US 12,437,771 B2
	Neural network-based audio packet loss restoration method and apparatus, and system
Quanzhi Xiao, Zhuhai (CN); Yufeng Yan, Zhuhai (CN); Rongjun Huang, Zhuhai (CN); and Guiping Fang, Zhuhai (CN)
Assigned to ZHUHAI JIELI TECHNOLOGY CO., LTD, Zhuhai (CN)
Appl. No. 17/911,733
Filed by ZHUHAI JIELI TECHNOLOGY CO., LTD, Zhuhai (CN)
PCT Filed Sep. 30, 2020, PCT No. PCT/CN2020/119603 § 371(c)(1), (2) Date Sep. 15, 2022, PCT Pub. No. WO2021/184732, PCT Pub. Date Sep. 23, 2021.
Claims priority of application No. 202010200811.1 (CN), filed on Mar. 20, 2020.
Prior Publication US 2023/0245668 A1, Aug. 3, 2023
Int. Cl. G10L 21/02 (2013.01); G10L 25/30 (2013.01); G10L 25/45 (2013.01); G10L 25/60 (2013.01)

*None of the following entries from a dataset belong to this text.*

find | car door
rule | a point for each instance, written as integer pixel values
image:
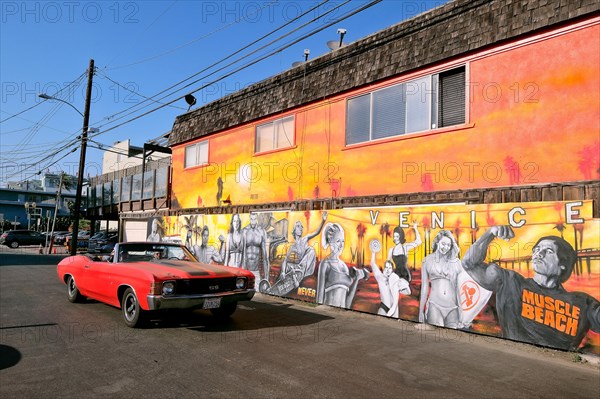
(96, 275)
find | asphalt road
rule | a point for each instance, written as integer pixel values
(271, 348)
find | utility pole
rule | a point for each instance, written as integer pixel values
(62, 175)
(86, 119)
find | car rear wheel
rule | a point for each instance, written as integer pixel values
(133, 314)
(225, 310)
(73, 293)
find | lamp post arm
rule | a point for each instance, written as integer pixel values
(47, 97)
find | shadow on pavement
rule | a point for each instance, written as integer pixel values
(8, 259)
(252, 315)
(9, 356)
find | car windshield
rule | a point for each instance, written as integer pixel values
(140, 252)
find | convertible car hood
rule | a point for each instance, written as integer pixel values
(165, 269)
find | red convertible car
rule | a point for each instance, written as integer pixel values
(142, 277)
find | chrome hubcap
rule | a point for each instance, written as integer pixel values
(130, 304)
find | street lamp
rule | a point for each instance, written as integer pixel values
(28, 208)
(86, 119)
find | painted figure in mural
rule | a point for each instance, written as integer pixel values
(255, 252)
(299, 261)
(536, 310)
(440, 303)
(154, 235)
(336, 282)
(301, 257)
(207, 253)
(399, 252)
(390, 285)
(234, 245)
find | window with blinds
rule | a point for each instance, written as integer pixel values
(275, 135)
(421, 104)
(196, 154)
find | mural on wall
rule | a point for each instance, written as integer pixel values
(524, 271)
(523, 106)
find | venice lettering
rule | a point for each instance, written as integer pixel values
(515, 217)
(307, 292)
(560, 315)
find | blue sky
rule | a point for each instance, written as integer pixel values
(141, 49)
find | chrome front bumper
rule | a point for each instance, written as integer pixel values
(158, 302)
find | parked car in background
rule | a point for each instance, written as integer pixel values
(103, 241)
(60, 237)
(142, 277)
(82, 240)
(15, 238)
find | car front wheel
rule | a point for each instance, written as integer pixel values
(73, 293)
(224, 311)
(133, 314)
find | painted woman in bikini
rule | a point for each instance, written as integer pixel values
(440, 296)
(234, 244)
(336, 283)
(399, 252)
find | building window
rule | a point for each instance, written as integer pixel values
(275, 135)
(429, 102)
(196, 154)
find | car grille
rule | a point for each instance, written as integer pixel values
(205, 286)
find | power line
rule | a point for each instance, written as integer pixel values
(197, 38)
(35, 105)
(246, 65)
(209, 67)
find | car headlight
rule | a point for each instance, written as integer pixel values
(240, 283)
(168, 288)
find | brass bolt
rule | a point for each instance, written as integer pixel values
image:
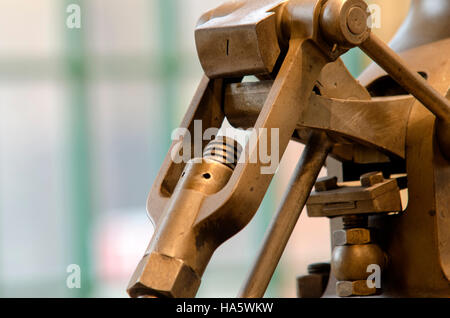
(357, 20)
(355, 288)
(326, 184)
(372, 178)
(355, 236)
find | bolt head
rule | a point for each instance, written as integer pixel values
(163, 276)
(326, 184)
(356, 236)
(357, 20)
(372, 178)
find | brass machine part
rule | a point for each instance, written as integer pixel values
(315, 282)
(306, 172)
(293, 47)
(354, 247)
(169, 268)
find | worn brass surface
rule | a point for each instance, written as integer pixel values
(293, 47)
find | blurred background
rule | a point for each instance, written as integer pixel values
(85, 122)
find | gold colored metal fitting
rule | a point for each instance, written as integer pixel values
(357, 236)
(371, 179)
(224, 150)
(345, 22)
(355, 288)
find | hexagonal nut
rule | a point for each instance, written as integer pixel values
(357, 236)
(163, 276)
(355, 288)
(371, 179)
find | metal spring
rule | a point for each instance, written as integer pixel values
(224, 150)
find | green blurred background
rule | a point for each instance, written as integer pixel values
(85, 122)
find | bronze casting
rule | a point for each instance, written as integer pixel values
(389, 130)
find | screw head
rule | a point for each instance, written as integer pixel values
(326, 184)
(357, 20)
(372, 178)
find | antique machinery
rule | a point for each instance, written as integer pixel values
(389, 134)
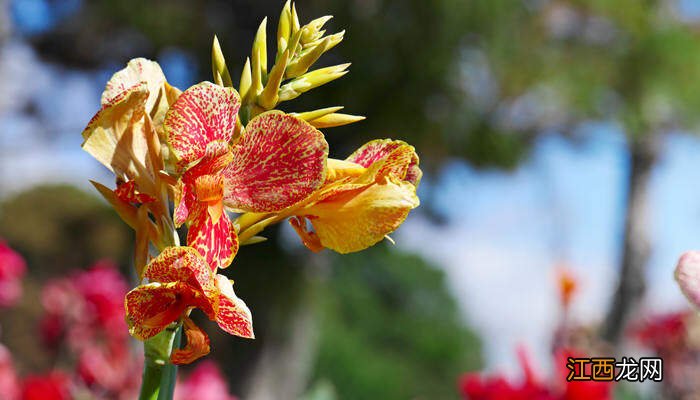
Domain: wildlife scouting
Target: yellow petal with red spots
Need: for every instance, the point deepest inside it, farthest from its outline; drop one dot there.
(197, 344)
(181, 264)
(202, 114)
(389, 157)
(216, 241)
(352, 220)
(278, 161)
(308, 237)
(151, 308)
(232, 315)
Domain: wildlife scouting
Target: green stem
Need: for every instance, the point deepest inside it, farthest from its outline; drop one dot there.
(159, 375)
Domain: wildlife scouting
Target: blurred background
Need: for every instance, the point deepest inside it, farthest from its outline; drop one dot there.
(558, 141)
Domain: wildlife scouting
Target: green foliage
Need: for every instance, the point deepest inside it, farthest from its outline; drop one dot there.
(59, 228)
(390, 329)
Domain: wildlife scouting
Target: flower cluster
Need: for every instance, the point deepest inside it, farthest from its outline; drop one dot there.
(229, 164)
(84, 315)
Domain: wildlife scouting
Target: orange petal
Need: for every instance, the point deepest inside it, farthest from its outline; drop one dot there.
(354, 219)
(210, 191)
(202, 114)
(197, 344)
(181, 264)
(151, 308)
(233, 315)
(389, 157)
(216, 241)
(278, 161)
(185, 203)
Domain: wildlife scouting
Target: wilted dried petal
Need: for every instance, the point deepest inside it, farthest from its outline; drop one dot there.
(233, 315)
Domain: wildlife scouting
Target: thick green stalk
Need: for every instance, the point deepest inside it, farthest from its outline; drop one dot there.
(159, 375)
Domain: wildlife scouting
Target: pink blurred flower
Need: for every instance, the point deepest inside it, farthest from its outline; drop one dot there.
(85, 306)
(12, 269)
(9, 383)
(204, 382)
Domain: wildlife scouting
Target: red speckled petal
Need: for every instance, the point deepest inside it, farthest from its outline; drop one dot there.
(373, 151)
(181, 264)
(216, 156)
(202, 114)
(233, 315)
(127, 192)
(185, 203)
(414, 173)
(278, 161)
(216, 241)
(150, 308)
(197, 344)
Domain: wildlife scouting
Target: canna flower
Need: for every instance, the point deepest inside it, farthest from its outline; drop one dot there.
(275, 162)
(180, 279)
(124, 135)
(365, 197)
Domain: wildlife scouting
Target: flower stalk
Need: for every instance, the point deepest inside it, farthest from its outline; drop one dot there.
(159, 374)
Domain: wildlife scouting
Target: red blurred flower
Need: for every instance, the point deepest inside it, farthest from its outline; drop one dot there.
(84, 307)
(12, 269)
(662, 332)
(52, 386)
(205, 382)
(475, 387)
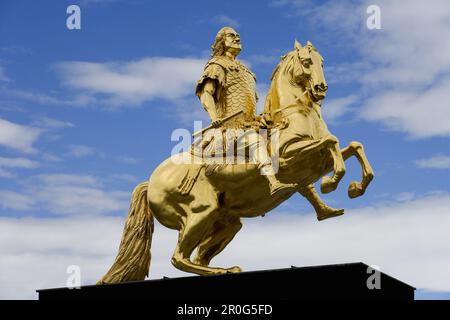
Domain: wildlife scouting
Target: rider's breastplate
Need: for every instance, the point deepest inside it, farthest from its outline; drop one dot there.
(238, 94)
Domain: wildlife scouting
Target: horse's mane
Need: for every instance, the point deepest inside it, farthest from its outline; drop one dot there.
(285, 60)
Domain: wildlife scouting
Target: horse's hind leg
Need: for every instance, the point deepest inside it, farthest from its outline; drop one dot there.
(219, 237)
(196, 227)
(330, 184)
(356, 149)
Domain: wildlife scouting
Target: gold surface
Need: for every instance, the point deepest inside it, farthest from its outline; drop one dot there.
(205, 203)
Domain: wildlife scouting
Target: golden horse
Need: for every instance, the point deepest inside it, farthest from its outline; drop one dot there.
(209, 216)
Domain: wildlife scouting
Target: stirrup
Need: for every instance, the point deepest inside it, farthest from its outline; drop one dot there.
(284, 187)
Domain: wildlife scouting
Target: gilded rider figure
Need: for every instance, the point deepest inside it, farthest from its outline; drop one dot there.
(226, 87)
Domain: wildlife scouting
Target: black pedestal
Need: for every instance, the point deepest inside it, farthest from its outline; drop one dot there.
(341, 281)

CPC G10L 21/02 (2013.01) [G10L 25/30 (2013.01); G10L 25/45 (2013.01); G10L 25/60 (2013.01)]

17 Claims

1. A neural network-based audio data packet loss restoration method, applied to an audio device comprising a processor, the method comprising:

step s101: acquiring, by the processor, an audio data packet, wherein the audio data packet comprises a plurality of audio data frames, the plurality of audio data frames at least comprises a plurality of voice signal frames, and a voice signal frame is an audio data frame comprising a voice signal;

step s102: distinguishing, by the processor, the voice signal frame from the non-voice signal frame in the plurality of audio data frames according to a preset algorithm;

step s103: when there is a frame loss situation that a voice signal frame in the plurality of audio data frames is lost, determining, by the processor, a position of a lost voice signal frame in the plurality of audio data frames to obtain position information of the lost frame, the position comprises a first preset position or a second preset position, wherein the position information of the lost frame is a position of the lost voice signal frame in a group of voice signal frames, and the group of voice signal frames comprises N voice signal frames, wherein N is an integer greater than or equal to five;

step s105: selecting, by the processor, a neural network model for a restoration of the frame loss situation according to the position information of the lost frame, wherein the neural network model comprises a first restoration model and a second restoration model, the first restoration model is configured to restore a voice signal frame at the first preset position, and the second restoration model is configured to restore a voice signal frame at the second preset position; and

step s107: inputting, by the processor, the plurality of audio data frames into the selected neural network model to restore the lost voice signal frame;

wherein the plurality of audio data frames further includes a non-voice signal frame.